Member of the Legislative Assembly of Alberta
- In office May 23, 1967 – August 30, 1971
- Preceded by: New District
- Succeeded by: District Abolished
- Constituency: Strathcona South

Personal details
- Born: September 4, 1914 Winterswijk, the Netherlands
- Died: May 1, 1996 (aged 81)
- Party: Social Credit
- Occupation: politician

= Gerrit Radstaak =

Canadian politician (1914–1996)

Gerrit Joseph Radstaak (September 4, 1914 – May 1, 1996) was a politician from Alberta, Canada. He served in the Legislative Assembly of Alberta from 1967 to 1971 as a member of the Social Credit Party.

==Political career==
Radstaak first ran for a seat in the 1967 Alberta general election as the Social Credit candidate in the new electoral district of Strathcona South. He defeated Progressive Conservative candidate Oscar Kruger, a former player for the Edmonton Eskimos, and two other candidates with 40% of the popular vote.
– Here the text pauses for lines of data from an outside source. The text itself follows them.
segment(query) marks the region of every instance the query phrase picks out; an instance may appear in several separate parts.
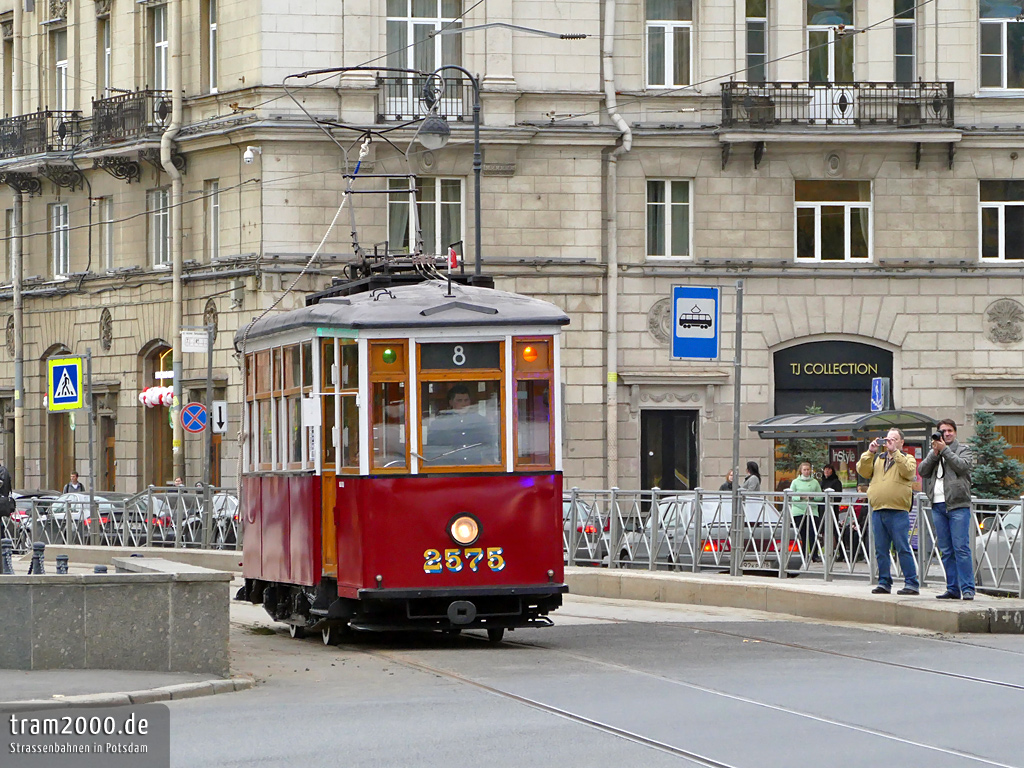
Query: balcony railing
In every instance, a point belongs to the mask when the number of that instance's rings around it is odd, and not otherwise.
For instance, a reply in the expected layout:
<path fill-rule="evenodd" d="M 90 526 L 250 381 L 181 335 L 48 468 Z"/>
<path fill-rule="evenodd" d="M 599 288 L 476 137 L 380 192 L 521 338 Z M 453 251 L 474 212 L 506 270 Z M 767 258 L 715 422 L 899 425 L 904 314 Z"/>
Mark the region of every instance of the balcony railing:
<path fill-rule="evenodd" d="M 416 120 L 430 111 L 420 101 L 423 77 L 380 77 L 377 84 L 377 121 Z M 470 120 L 473 117 L 473 85 L 461 77 L 444 78 L 444 91 L 437 113 L 448 120 Z"/>
<path fill-rule="evenodd" d="M 722 127 L 953 127 L 953 83 L 724 83 Z"/>
<path fill-rule="evenodd" d="M 0 158 L 70 152 L 82 138 L 82 113 L 33 112 L 0 120 Z"/>
<path fill-rule="evenodd" d="M 93 139 L 97 145 L 155 136 L 170 121 L 170 91 L 135 91 L 92 103 Z"/>

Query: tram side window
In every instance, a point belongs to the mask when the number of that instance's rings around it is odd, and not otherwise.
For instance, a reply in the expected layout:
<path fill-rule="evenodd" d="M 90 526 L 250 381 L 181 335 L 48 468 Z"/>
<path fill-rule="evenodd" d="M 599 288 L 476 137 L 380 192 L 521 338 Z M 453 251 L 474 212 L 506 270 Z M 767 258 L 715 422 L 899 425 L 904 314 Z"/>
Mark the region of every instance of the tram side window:
<path fill-rule="evenodd" d="M 338 445 L 340 450 L 339 470 L 342 472 L 359 471 L 359 410 L 356 408 L 356 396 L 359 392 L 359 346 L 350 339 L 338 342 L 338 400 L 341 422 L 338 425 Z M 335 414 L 331 414 L 331 425 L 334 426 Z M 334 434 L 332 431 L 331 435 Z M 332 453 L 335 451 L 332 451 Z"/>
<path fill-rule="evenodd" d="M 516 380 L 516 466 L 549 467 L 554 432 L 551 422 L 553 360 L 550 337 L 518 338 L 514 343 Z"/>
<path fill-rule="evenodd" d="M 372 342 L 370 359 L 370 429 L 374 469 L 406 469 L 408 444 L 408 345 L 405 341 Z"/>
<path fill-rule="evenodd" d="M 420 402 L 427 468 L 501 461 L 499 380 L 424 381 Z"/>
Strathcona South was abolished in the 1971 boundary redistribution, and Radstaak ran for re-election in the new electoral district of Edmonton-Avonmore in the election held that year. He was defeated by Progressive Conservative candidate Horst Schmid.

Radstaak ran again in the 1975 general election and was again defeated by Schmid in a landslide.